Нет, конечно, сомнений, что стихотворение вызвано к жизни какими-то впечатлениями от реально увиденного. Нетрудно указать на элементы текста, которые прямо отсылают нас к некой стоящей за стихотворением и опытно знакомой реальности. На поверку, однако, таких элементов в стихотворении оказывается совсем немного: горы, рассвет, пассажирский поезд, пихты, сосны, снежный наст. Да и эти немногие реалии даны точечно, и однозначно восстановить по ним целостную зримую картину просто невозможно.
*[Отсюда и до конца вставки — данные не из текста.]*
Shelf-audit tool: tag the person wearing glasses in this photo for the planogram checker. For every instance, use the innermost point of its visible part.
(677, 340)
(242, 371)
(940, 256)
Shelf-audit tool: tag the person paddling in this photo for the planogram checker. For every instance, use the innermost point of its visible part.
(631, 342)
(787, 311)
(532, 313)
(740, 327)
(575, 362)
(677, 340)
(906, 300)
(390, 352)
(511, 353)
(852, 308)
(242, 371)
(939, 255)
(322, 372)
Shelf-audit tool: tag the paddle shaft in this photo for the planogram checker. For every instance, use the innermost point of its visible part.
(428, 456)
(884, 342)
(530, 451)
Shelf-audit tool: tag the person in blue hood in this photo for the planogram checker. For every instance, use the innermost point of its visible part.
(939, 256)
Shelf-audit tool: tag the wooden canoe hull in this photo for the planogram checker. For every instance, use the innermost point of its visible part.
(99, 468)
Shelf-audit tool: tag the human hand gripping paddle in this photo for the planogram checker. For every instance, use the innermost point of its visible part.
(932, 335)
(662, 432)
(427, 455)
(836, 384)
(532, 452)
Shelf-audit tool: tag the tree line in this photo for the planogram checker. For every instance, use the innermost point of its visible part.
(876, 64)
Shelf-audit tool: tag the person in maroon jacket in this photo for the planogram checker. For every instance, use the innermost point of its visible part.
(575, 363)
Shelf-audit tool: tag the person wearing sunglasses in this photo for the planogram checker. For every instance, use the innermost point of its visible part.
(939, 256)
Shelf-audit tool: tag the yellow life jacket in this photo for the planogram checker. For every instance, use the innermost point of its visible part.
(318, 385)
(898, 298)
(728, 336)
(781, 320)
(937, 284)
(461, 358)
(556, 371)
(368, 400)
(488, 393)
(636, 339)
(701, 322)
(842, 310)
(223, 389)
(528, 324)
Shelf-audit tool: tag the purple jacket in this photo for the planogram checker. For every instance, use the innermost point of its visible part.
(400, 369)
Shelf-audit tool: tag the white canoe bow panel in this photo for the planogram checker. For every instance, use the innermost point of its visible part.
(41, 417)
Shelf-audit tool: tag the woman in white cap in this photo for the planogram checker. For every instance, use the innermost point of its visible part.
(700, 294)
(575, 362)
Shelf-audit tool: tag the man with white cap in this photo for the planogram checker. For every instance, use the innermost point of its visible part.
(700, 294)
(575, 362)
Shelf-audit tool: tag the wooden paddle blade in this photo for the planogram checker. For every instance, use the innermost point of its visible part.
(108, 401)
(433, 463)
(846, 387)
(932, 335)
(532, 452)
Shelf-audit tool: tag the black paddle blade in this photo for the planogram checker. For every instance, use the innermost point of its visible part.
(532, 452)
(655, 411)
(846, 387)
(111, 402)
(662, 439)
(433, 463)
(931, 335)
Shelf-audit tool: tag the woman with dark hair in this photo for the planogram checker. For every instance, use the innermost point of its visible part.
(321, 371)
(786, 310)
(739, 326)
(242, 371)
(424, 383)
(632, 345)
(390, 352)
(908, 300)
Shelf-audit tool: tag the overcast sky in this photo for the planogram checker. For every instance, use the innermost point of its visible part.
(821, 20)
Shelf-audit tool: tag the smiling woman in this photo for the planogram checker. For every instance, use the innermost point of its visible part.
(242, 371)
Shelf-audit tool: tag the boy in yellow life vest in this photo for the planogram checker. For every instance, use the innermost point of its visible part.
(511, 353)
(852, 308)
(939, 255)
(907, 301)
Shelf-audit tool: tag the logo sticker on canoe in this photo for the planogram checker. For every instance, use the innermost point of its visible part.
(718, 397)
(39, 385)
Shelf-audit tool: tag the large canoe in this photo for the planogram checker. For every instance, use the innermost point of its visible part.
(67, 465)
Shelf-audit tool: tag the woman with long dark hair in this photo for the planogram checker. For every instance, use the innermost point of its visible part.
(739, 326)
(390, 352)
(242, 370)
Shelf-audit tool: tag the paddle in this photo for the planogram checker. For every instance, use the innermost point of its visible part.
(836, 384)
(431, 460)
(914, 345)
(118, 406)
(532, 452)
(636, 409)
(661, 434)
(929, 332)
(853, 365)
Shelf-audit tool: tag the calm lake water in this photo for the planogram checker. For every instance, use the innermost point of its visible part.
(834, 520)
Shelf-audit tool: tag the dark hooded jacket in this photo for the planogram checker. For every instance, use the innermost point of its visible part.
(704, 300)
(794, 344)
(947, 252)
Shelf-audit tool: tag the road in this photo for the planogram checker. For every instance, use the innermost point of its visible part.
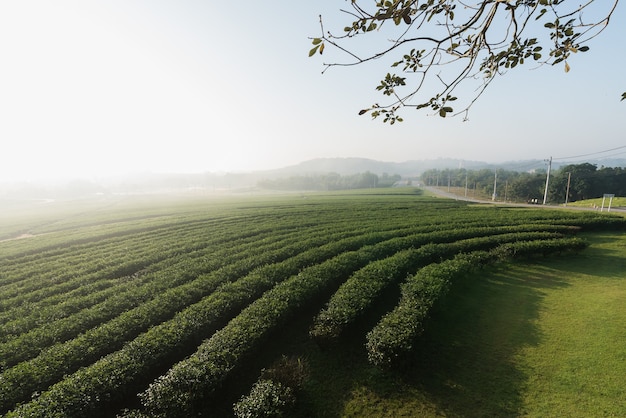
(438, 192)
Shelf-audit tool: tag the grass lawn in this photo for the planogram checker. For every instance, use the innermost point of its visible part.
(546, 339)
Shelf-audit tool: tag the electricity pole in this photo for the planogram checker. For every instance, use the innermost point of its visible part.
(569, 177)
(545, 194)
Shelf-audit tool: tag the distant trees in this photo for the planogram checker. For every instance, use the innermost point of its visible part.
(435, 46)
(331, 181)
(586, 181)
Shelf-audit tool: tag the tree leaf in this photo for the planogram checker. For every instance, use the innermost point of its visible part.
(313, 50)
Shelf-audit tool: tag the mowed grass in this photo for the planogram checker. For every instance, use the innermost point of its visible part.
(539, 339)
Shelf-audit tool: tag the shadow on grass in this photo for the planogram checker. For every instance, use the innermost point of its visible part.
(464, 365)
(465, 361)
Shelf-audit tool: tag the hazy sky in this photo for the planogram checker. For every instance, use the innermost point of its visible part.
(90, 88)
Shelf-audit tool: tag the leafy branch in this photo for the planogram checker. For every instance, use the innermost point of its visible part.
(448, 43)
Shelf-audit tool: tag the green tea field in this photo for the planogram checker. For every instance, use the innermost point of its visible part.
(381, 303)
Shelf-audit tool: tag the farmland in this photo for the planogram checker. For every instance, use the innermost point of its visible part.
(141, 306)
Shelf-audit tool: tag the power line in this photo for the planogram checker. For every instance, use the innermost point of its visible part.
(587, 155)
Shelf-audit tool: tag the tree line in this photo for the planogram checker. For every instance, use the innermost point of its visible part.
(331, 181)
(569, 183)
Вообще стоит обратить внимание, что поименованные элементы реального ландшафта и действия как бы утоплены в тексте, сдвинуты на задний план. Непосредственно и ярко зримо в стихотворении выступает не «реальный» ландшафт и событие, а иная, скорее фантастическая, реальность. Изображение, образованное движущимися метафорами, погружает нас (стихотворение апеллирует к мы, понуждая читателя совместиться с субъектом речи: очнулись в огне) в грандиозное действо персонифицированных стихий. То, что происходит в тексте, предстает как космогоническая драма: в борьбе огня и мрака, в муках и корчах, в громе, грохоте и воплях, в титаническом движении исполинских массивов твердыня Урала «рожает» утро. В этом драматическом и хаотически интенсивном процессе рождения солнца как-то участвует сказочный дракон, змей, «злоязычный Горыныч». Завершается стихотворение торжеством огня и света, раболепным поклонением азиатцев и картиной варварски пышного царского венчания сосен, «мохнатых монархов». То есть непосредственно своими образами, их отношениями и динамикой текст скорее разыгрывает в мифологизированных образах драму солярной космогонии, чем рисует картину утреннего восхода в гористой местности. Текст как бы разыгрывает позитивную стадию космогонического процесса, реализуя картину движения от хаоса к космосу. Развитие темы идет от беспорядочности и хаотической бесструктурности (значение ‘опрокидывались’ фиксирует смешение верха и низа, потерю ориентации в пространстве) к упорядоченности и структуре (сосны ‘хранят иерархию’);

от темноты к торжеству огня и света;

от сна к бодрствованию.

В связи с темой преодоления хаоса, победы солнца над мраком структурно важен также могущий сперва показаться орнаментальным мотив змееборчества. Подчеркнем, что появление сказочного Горыныча у Пастернака глубоко мотивировано. Во-первых, оно выглядит вполне естественным, поскольку речь идет о горах. Во вторых, оно коренится в сравнении поезда со змеем, драконом, имеющим давнюю и прочную литературную традицию. В этой связи не лишено оснований предположение о возможном влиянии на Пастернака стихотворения В.Хлебникова «Змей поезда» (1910). Тем более что это стихотворение также связано с уральской темой.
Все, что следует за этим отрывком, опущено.